Red tape and bureaucratic inefficiencies persist, with excessive compliance requirements, office delays, customs bottlenecks and regulatory hurdles discouraging entrepreneurship and self-employment. Judicial delays remain severe, with over 5.39 crore pending cases, delaying justice in property, contractual, and consumer matters. Employability stands at only about 54.81 percent, reflecting a significant gap between education and industry needs.
What should political parties include in their manifesto?
Political parties must adopt a focused and actionable Middle Class Manifesto that directly addresses these concerns. Tax reforms should make the Rs 12 lakh zero-tax threshold permanent and index it to inflation. An education revolution must increase spending to 6 to 10 percent of GDP and integrate vocational skills and industry apprenticeships under an enhanced NEP framework to improve employability beyond 70 percent.
Healthcare security should expand insurance coverage, ensure universal access, and deliver affordable quality care.
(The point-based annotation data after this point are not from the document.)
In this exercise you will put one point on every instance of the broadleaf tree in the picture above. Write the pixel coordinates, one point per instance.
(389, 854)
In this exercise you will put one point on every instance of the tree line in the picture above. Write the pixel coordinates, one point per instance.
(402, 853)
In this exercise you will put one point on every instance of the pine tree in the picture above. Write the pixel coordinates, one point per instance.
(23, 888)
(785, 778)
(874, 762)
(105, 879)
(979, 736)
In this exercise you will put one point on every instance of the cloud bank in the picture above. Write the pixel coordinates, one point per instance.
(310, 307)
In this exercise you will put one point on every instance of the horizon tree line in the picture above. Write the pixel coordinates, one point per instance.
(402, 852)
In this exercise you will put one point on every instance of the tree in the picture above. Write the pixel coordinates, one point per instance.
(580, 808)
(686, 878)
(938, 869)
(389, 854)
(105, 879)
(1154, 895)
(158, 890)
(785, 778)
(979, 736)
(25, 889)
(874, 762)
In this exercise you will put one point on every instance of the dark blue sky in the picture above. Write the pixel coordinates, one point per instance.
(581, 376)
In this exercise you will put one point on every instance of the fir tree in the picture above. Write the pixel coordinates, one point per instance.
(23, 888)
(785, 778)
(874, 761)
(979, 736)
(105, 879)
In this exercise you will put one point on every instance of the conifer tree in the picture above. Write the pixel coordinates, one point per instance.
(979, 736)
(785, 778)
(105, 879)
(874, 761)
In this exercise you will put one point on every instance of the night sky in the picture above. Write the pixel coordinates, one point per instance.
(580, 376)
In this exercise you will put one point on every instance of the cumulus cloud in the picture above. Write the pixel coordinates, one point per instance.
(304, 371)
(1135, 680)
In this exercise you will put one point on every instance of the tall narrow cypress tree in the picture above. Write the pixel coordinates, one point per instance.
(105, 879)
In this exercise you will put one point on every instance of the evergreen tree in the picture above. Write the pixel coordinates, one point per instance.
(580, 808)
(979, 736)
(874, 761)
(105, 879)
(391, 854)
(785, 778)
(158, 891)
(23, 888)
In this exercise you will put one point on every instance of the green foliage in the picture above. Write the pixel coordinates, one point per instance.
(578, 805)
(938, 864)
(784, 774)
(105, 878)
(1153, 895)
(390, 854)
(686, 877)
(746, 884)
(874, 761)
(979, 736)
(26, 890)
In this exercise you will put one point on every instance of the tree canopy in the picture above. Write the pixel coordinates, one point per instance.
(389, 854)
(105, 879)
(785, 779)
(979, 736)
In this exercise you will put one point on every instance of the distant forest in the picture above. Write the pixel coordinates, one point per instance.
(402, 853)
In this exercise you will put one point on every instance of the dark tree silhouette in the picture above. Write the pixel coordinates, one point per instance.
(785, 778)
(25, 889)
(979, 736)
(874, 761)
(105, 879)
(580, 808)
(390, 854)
Affordable housing and debt relief should include higher income eligibility ceilings and interest subvention on education and housing loans.Bureaucratic reform should ensure full digitisation, time-bound approvals, and accountability through performance linked systems.
Judicial reforms must increase judge strength to at least 50 per million, adopt AI assisted case management, and enforce time-bound disposal. A strong self-employment ecosystem must simplify MUDRA and PMEGP schemes lending and mandate a Self Employment Lending Fund in all budgets, particularly at the state level. Infrastructure and urban development must accelerate metros, smart cities, and urban infrastructure.
The middle class must evolve into a decisive and unified vote base that rises above caste and party affiliations. It must remain immune to manipulation by corrupt political forces and instead take ownership of the political landscape by acting as informed and responsible political volunteers, supporting leaders and parties based on merit and governance. The guiding principle is simple. Demand transparent governance, honest leadership, meritocracy, and minimal red tape. The responsibility of leading Bharat towards becoming an economic superpower by Amrit Kaal 2047 rests significantly with the middle class itself.